One-Way Sync
A one-way sync composite pattern implements a data replication topology that keeps two or more systems synchronized for inserts, updates, and optionally deletes. It assumes that one system is used as the System of Record (SoR) for the data in scope, and that the target systems will eventually receive and accept incoming changes.
This pattern allows great flexibility on the target system, including the ability to manually add orphan records and additional fields. These considerations may impact the implementation presented in this documentation in order to accommodate the desired result and normally result in treating the target system as a source itself in order to dynamically infer changes.
Pattern Overview
This pattern describes a mechanism to keep records between two or more systems synchronized, assuming one system
is the System of Record (always containing the latest information). For example, if Quickbooks Online (QBO) is used to
create invoices, and a relational database contains a copy of these invoices, the SoR is assumed to be QBO because
any new invoice, or updates to invoices, can only happen in QBO.
Some integration scenarios can be more complex, when the target system can itself be used to modify other records.

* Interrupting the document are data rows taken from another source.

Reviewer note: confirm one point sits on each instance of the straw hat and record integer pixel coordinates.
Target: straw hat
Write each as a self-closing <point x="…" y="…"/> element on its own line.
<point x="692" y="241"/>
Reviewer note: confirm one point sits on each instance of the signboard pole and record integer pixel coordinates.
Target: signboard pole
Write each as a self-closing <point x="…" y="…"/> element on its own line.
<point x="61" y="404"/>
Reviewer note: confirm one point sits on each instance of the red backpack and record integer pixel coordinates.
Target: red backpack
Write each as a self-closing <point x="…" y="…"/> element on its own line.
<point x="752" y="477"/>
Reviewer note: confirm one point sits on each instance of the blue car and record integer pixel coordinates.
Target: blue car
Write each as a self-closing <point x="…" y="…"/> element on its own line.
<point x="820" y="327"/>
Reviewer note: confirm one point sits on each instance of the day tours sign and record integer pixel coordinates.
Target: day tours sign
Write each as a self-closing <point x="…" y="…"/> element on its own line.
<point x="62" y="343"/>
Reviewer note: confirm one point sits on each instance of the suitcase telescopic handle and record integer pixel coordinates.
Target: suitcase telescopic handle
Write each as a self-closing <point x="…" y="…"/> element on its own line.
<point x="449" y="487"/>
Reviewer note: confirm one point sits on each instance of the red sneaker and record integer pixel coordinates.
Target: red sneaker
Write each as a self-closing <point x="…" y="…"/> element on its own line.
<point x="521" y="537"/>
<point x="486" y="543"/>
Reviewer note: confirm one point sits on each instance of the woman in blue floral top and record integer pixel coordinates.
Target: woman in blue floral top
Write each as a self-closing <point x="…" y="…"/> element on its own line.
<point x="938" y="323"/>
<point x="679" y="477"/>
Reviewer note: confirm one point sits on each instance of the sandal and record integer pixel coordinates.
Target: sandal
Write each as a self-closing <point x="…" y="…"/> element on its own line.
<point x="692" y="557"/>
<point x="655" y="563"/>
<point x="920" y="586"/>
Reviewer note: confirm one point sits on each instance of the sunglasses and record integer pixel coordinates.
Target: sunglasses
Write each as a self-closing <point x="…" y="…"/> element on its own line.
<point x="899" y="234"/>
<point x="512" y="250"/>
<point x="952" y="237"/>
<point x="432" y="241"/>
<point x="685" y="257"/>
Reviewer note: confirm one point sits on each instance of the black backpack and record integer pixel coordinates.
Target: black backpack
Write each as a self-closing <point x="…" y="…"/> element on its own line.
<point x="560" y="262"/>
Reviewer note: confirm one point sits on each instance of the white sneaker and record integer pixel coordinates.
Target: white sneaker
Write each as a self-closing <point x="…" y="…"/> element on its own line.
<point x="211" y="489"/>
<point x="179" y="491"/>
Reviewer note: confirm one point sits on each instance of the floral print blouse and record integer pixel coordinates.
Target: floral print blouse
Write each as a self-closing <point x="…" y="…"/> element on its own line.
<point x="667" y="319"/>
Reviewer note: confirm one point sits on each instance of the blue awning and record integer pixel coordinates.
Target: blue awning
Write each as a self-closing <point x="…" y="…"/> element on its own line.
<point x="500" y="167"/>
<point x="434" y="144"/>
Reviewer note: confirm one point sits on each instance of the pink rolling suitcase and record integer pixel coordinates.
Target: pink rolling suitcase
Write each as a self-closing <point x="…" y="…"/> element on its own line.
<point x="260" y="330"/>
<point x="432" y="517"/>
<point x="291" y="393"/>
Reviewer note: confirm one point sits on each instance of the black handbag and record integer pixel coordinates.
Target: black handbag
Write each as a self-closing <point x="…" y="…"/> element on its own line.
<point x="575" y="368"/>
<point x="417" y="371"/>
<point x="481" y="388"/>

For example, if the Medius AP SaaS platform is used to approve or reject invoices created in QBO, the state of
these invoices in QBO may need to be modified through additional integration pipelines.
DataZen Implementation
Implementing this pattern in DataZen is a multi-step process since it requires the use of both a reader and writer operation.
Step 1: Source Changes
First, you should decide which pattern you will be using when reading from the source system. The selection of the pattern depends on the capabilities of the source system and may be changed at virtually any time. In general, if the source system supports high watermarks, the Watermark pattern will be the most efficient.
- CDC Stream
- Watermark
- Synthetic CDC
- Window Capture
- Watermark + CDC
Step 2: Target Changes
Next, you will need to decide whether changes from the source system can be sent directly to the target system "as-is", or if you need to store the data in a stage database first. A few scenarios may require staging the data first, including:
- The target system may contain additional fields, and their values must be part of the Update operation to keep them intact
- The target system may allow records to be deleted, and the records should be recreated
However, if the target system cannot be modified externally, you may be able to forward the changes directly into the target system without staging the data.
Step 3: Push Changes
The last step consists of pushing changes to the target system; the approach differs depending on whether Step 2 required the creation of a staging database or not.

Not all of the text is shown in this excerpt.